Keckley received him in the room where the oldest boy, Willie, lay. Mrs. Lincoln sat beside the bed. She did not look up as David entered, but continued to talk in a low voice to the child, who looked pale but lively enough.
“Thank you.” Keckley took the package from David.
“Anything else I can fetch you?” asked David, admiring the loops of material that hung most royally from the posters of the bed, rather the way they had hung in the play Cleopatra, one of his favorites.
“No. That’s all.” Keckley reached into her apron pocket and gave him a coin.
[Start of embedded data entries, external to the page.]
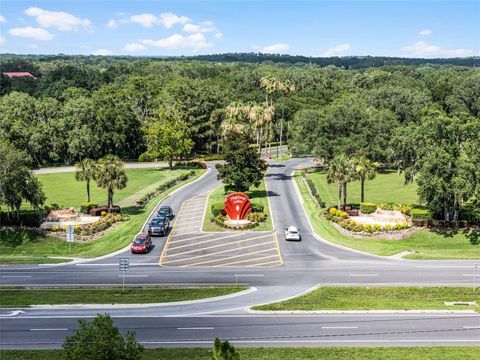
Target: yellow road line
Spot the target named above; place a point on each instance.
(218, 252)
(266, 263)
(246, 260)
(278, 247)
(201, 242)
(219, 245)
(226, 258)
(188, 239)
(165, 248)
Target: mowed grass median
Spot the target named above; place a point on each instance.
(24, 297)
(425, 244)
(33, 247)
(258, 195)
(283, 353)
(378, 298)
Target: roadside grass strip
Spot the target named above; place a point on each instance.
(22, 297)
(379, 298)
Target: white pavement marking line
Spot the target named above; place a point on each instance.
(339, 327)
(363, 275)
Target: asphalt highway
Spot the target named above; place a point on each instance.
(304, 265)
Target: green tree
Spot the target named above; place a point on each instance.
(101, 340)
(243, 167)
(86, 171)
(339, 171)
(223, 350)
(168, 137)
(365, 169)
(111, 175)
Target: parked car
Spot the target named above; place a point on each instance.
(158, 226)
(141, 244)
(292, 233)
(165, 211)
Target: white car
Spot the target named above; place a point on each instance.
(291, 233)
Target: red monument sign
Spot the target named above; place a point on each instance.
(237, 206)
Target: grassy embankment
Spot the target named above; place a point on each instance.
(31, 247)
(378, 298)
(23, 297)
(259, 196)
(284, 353)
(385, 188)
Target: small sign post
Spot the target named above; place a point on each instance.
(124, 265)
(70, 237)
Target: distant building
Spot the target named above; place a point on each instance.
(18, 74)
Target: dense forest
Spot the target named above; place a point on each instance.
(423, 119)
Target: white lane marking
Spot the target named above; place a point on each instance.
(363, 274)
(339, 327)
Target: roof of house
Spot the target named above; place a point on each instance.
(18, 73)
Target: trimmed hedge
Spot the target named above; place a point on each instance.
(423, 214)
(368, 208)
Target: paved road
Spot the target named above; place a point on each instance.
(304, 265)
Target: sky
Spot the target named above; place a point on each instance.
(312, 28)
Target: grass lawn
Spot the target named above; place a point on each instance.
(14, 243)
(63, 189)
(386, 187)
(284, 353)
(22, 297)
(378, 298)
(426, 244)
(259, 196)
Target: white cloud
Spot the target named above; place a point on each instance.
(30, 32)
(169, 19)
(275, 48)
(177, 41)
(336, 50)
(101, 52)
(206, 26)
(146, 20)
(425, 32)
(112, 24)
(424, 49)
(58, 19)
(134, 47)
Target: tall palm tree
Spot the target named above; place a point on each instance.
(111, 175)
(86, 171)
(365, 169)
(338, 171)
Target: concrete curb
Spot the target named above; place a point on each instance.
(141, 306)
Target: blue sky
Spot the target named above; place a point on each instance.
(311, 28)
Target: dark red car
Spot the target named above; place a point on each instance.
(142, 244)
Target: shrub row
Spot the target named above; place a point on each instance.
(162, 187)
(314, 191)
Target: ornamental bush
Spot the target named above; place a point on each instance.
(368, 208)
(424, 214)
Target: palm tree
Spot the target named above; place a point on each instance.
(86, 171)
(338, 171)
(365, 169)
(111, 175)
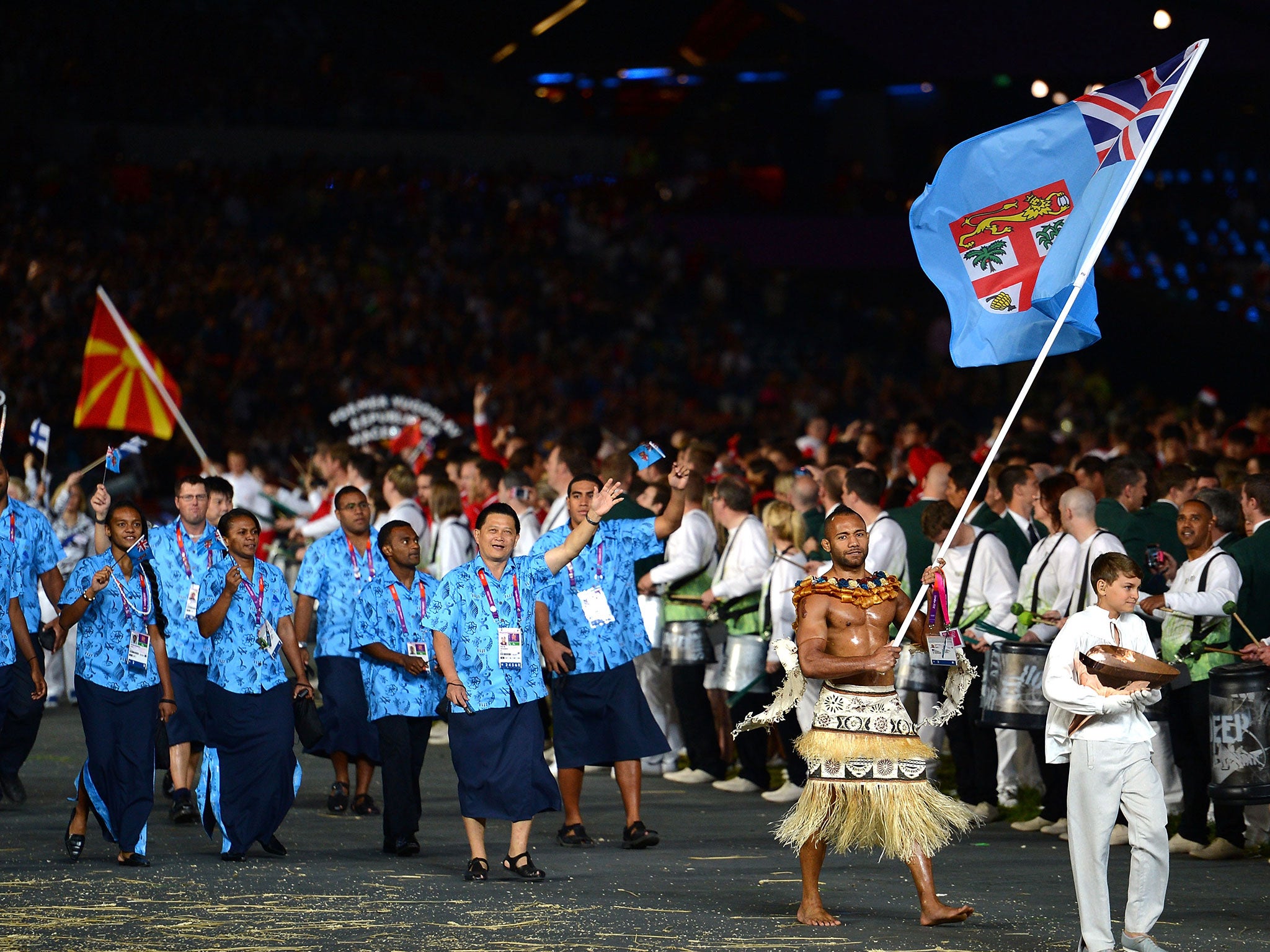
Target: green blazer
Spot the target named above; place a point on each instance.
(1016, 542)
(1253, 553)
(920, 549)
(1113, 517)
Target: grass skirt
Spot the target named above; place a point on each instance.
(866, 781)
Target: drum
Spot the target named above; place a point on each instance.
(745, 666)
(686, 643)
(1013, 676)
(915, 672)
(1238, 703)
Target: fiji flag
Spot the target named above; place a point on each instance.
(1016, 215)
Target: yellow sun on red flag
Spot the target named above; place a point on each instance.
(116, 394)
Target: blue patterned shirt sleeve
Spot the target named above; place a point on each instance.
(609, 645)
(327, 574)
(106, 630)
(390, 690)
(238, 663)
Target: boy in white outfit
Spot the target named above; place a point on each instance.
(1110, 758)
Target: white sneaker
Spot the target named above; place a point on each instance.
(1030, 826)
(689, 775)
(1178, 843)
(737, 785)
(785, 794)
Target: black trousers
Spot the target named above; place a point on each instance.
(403, 746)
(752, 746)
(974, 748)
(1054, 804)
(696, 719)
(22, 723)
(1189, 729)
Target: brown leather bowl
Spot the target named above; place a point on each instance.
(1117, 667)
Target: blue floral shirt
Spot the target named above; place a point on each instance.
(461, 611)
(106, 630)
(238, 662)
(38, 551)
(179, 566)
(335, 576)
(607, 563)
(390, 690)
(11, 584)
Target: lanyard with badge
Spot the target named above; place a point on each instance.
(139, 639)
(266, 638)
(370, 559)
(595, 603)
(192, 596)
(510, 654)
(941, 640)
(413, 649)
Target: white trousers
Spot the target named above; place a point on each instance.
(1106, 778)
(654, 681)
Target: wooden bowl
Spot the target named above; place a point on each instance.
(1117, 667)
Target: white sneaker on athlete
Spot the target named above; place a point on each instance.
(785, 794)
(689, 775)
(737, 785)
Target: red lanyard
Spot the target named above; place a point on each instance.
(258, 601)
(184, 559)
(397, 601)
(128, 609)
(600, 568)
(370, 559)
(489, 596)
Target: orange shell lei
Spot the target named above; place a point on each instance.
(863, 594)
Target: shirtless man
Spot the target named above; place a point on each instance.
(866, 762)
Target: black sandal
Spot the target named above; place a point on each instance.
(526, 871)
(337, 801)
(574, 835)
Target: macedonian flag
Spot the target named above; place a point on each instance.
(118, 391)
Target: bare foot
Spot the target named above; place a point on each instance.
(941, 914)
(815, 914)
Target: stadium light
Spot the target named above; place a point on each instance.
(544, 25)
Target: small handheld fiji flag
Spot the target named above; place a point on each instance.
(646, 455)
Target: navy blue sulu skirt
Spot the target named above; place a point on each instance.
(345, 715)
(498, 758)
(251, 776)
(189, 690)
(602, 718)
(120, 771)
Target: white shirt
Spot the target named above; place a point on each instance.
(453, 545)
(888, 549)
(1060, 553)
(992, 583)
(557, 516)
(1118, 720)
(689, 549)
(530, 532)
(1100, 542)
(744, 563)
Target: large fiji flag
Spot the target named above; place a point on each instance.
(116, 392)
(1010, 225)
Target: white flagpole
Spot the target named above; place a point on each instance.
(150, 372)
(1081, 277)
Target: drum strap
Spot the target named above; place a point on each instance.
(1042, 571)
(966, 580)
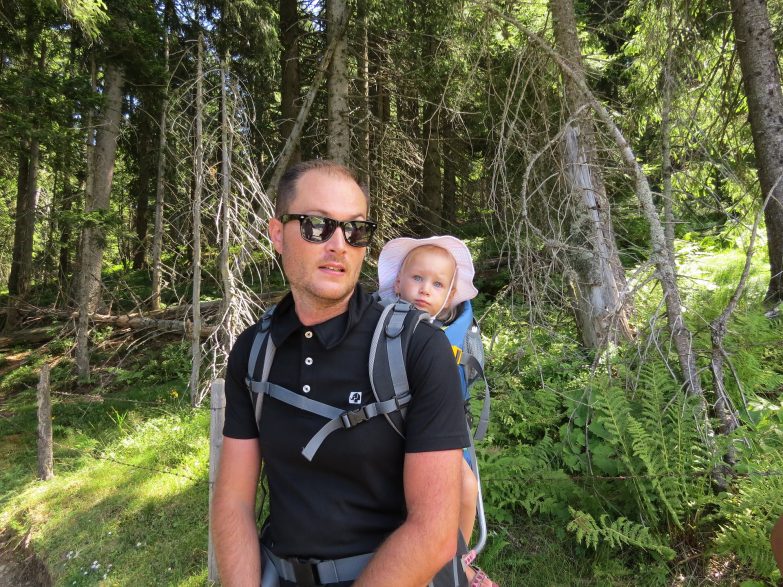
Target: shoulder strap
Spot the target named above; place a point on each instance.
(388, 375)
(256, 379)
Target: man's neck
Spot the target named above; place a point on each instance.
(311, 311)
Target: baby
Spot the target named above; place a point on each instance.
(436, 275)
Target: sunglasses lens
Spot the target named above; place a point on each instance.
(317, 229)
(358, 233)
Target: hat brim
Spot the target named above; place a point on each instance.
(394, 252)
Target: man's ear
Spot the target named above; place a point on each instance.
(276, 234)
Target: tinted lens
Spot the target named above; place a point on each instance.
(358, 233)
(317, 229)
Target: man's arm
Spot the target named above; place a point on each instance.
(234, 530)
(427, 540)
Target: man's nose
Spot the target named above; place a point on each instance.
(337, 241)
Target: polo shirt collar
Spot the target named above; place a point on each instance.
(330, 333)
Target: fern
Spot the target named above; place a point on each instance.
(617, 532)
(614, 411)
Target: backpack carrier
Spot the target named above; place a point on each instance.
(389, 383)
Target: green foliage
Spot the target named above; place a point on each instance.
(617, 532)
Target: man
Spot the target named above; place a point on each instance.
(367, 489)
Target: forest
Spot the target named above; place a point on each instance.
(615, 167)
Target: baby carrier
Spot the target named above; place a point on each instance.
(389, 382)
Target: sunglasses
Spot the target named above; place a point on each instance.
(319, 229)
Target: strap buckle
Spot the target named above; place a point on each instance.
(354, 417)
(305, 571)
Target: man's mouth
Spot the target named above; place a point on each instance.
(334, 267)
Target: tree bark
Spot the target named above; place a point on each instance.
(143, 184)
(227, 207)
(198, 177)
(449, 174)
(93, 236)
(363, 158)
(599, 282)
(26, 203)
(339, 135)
(45, 452)
(432, 177)
(160, 184)
(293, 139)
(761, 79)
(289, 65)
(24, 229)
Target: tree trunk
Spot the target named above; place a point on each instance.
(449, 175)
(339, 135)
(143, 184)
(296, 132)
(431, 177)
(45, 451)
(668, 86)
(599, 282)
(26, 203)
(227, 209)
(160, 184)
(93, 236)
(24, 229)
(761, 78)
(363, 16)
(289, 65)
(198, 177)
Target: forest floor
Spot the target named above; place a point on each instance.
(18, 564)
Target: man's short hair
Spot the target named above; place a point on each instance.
(286, 189)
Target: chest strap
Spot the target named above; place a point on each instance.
(312, 572)
(338, 419)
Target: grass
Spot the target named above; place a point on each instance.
(128, 504)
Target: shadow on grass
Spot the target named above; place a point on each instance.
(128, 505)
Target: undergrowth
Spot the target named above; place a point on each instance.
(596, 470)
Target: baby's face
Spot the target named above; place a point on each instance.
(425, 279)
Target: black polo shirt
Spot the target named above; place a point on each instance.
(350, 497)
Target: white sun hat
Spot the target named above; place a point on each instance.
(395, 251)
As David made his way down the stairs, he passed the head groundsman, John Watt, going up them.
“Good morning, Mr. Watt.”
“Good morning, David.” Watt was an amiable man, well-disposed to the Confederacy. He was also said to be one of the richest men in Washington because of his shrewd management of the White House grounds, which he regarded as his own private plantation. All Washington knew of Watt’s arrangements to sell produce to a half-dozen restaurants and hotels, including Willard’s and Wormley’s. Over the years, attempts had been made to get rid of him; all had failed. Watt was a hero to David.
To Mary, Watt was a comfort. She received him in the upstairs oval sitting room. “How are the boys, ma’am?” Mary knew that Watt genuinely liked Willie and Tad; played with them by the hour; taught them to ride and shoot.